Underwood might have noticed that the Patriots have been rather atrocious in kickoff returns this season, ranking 30th overall in the league at a mere 20.8 yards per return. Patriots coach Bill Belichick even noted during conference calls Tuesday that the unit as a whole "is not producing to the level that we would like it to be at."

Chris Forsberg/ESPN Boston

Tiquan Underwood talks to reporters at his locker Wednesday at Gillette Stadium.Enter Underwood, who returned kicks for much of his sophomore season with the Jacksonville Jaguars in 2010. Underwood, a seventh-round draft pick (253rd overall) of the Jaguars in 2009, returned 24 kicks for 561 yards (23.4 yards per return) with a long of 53 last season.

"Whatever they need me to do, I’ll do it," said Underwood. "Special teams, offense -- I’m just here to work, do my job and do it to the best of my ability."

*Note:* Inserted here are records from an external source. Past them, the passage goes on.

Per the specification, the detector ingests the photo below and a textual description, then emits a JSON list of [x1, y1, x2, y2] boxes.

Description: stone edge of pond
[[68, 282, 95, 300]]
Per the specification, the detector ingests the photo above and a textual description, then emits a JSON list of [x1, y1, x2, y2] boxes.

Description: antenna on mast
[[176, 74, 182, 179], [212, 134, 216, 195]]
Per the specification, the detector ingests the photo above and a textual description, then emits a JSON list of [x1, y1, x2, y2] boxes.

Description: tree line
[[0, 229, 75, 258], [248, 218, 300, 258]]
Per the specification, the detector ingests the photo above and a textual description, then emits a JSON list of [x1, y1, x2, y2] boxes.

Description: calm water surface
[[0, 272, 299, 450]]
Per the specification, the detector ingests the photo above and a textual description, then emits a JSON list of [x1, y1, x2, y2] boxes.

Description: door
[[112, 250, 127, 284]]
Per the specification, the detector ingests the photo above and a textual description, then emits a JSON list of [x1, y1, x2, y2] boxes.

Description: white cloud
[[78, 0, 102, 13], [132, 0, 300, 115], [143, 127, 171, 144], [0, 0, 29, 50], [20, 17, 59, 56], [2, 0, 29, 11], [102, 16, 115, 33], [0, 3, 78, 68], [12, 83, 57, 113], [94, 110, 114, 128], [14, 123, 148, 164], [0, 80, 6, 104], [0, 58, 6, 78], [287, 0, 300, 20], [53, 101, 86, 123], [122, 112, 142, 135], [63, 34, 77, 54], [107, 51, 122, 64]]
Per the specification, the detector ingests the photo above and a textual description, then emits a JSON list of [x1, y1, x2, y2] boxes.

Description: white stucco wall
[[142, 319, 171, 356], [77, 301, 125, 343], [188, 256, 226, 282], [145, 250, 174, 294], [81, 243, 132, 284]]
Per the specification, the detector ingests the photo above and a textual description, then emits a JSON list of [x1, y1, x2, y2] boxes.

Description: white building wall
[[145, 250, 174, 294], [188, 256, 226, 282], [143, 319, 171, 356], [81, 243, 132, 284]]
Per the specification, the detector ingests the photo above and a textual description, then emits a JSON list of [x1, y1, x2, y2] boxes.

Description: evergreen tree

Underwood joined the Patriots late in the preseason and appeared in the team's final exhibition game against the Giants, catching four passes for 52 yards. He didn't return kicks that day, but said he did work with the returners during camp.

It's safe to say Underwood made an impression, and not just because of the retro high-top fade he sports.

"It’s something different, I like it," he said with a smile. "I get noticed a lot because of it. A lot of guys call me Kid 'n Play or House Party. It’s cool."

A product of Rutgers, Underwood counts Devin McCourty (and his twin brother, Jason) as one of his best friends. The Patriots' second-year corner echoed the same advice he had given to Underwood when he first joined the team in the preseason.

"He told me, 'Come in here ready to compete, you have a good opportunity in front of me, come ready to work and do your job and you should be fine,'" said Underwood. "That’s the approach I’m going to take."